Friday, August 13, 2010

Determining whether or not a current debt consolidation offer is good!

Since debt has become a general problem in today's life, there are many methods that have come up which can help you deal with this problem. Depending upon the amount of your situation you can choose a solution that suits your financial condition the best. For people who are on the edge of filing for bankruptcy or those who are unable to meet the bare minimum payments each month, debt settlement has come up as an effective solution.

A customer has to call up his creditors and ask for a settlement. He has to impress on the reality that his current means is not enough to pay off entire debt and the only other solution to this problem would be to file for bankruptcy. The creditors would agree to settle the account as they stand to lose all the money if the debtor files for bankruptcy. Then the debtor and creditor can settle on the settlement amount. The debtor will have to pay the creditor the remaining amount in a single payment or through monthly installments as decided in the terms of negotiation.

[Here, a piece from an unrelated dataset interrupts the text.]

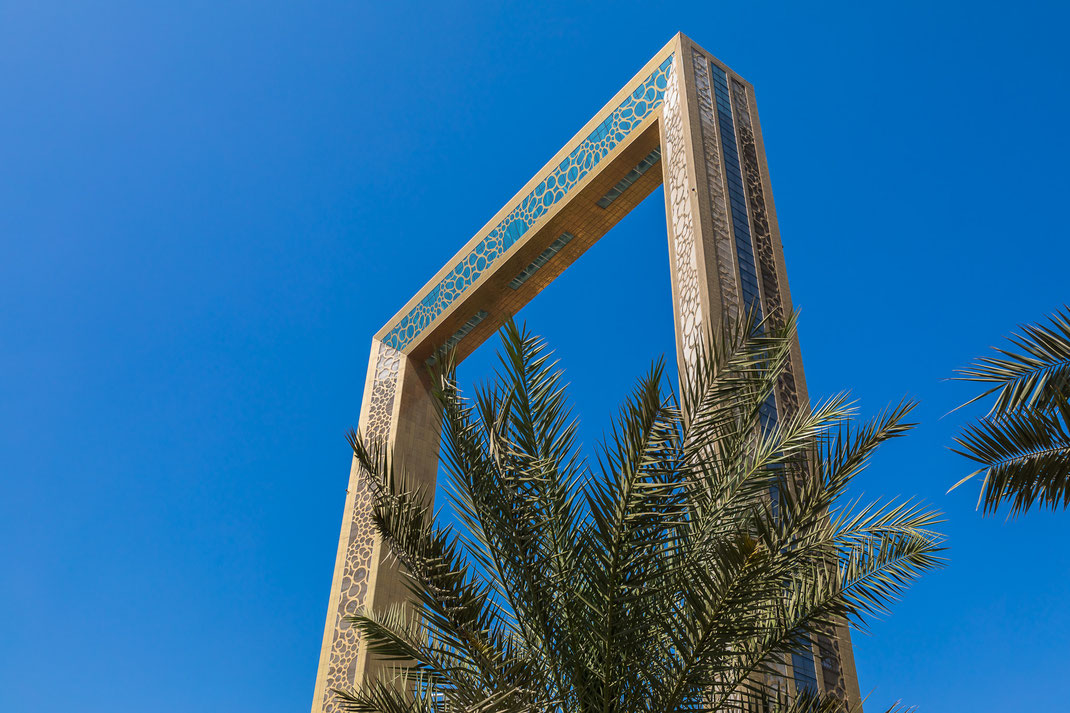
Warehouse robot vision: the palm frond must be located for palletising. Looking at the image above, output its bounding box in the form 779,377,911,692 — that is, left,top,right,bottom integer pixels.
340,316,941,713
958,307,1070,415
951,396,1070,515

The debt settlement amount varies based on various factors. Some of these factors are the financial condition of the debtor, the age of the debt, whether the debt is with collections and many other factors. In most cases the debtor starts his offer from 25 % and then finally the deal is made at 40 % to 60 % of the balance.

The credit card Services are the hardest to bargain with. They do not want to settle for a small percentage. When the account due date is past 90 days they will be willing to waive off the late charges and can also negotiate on the interest rate.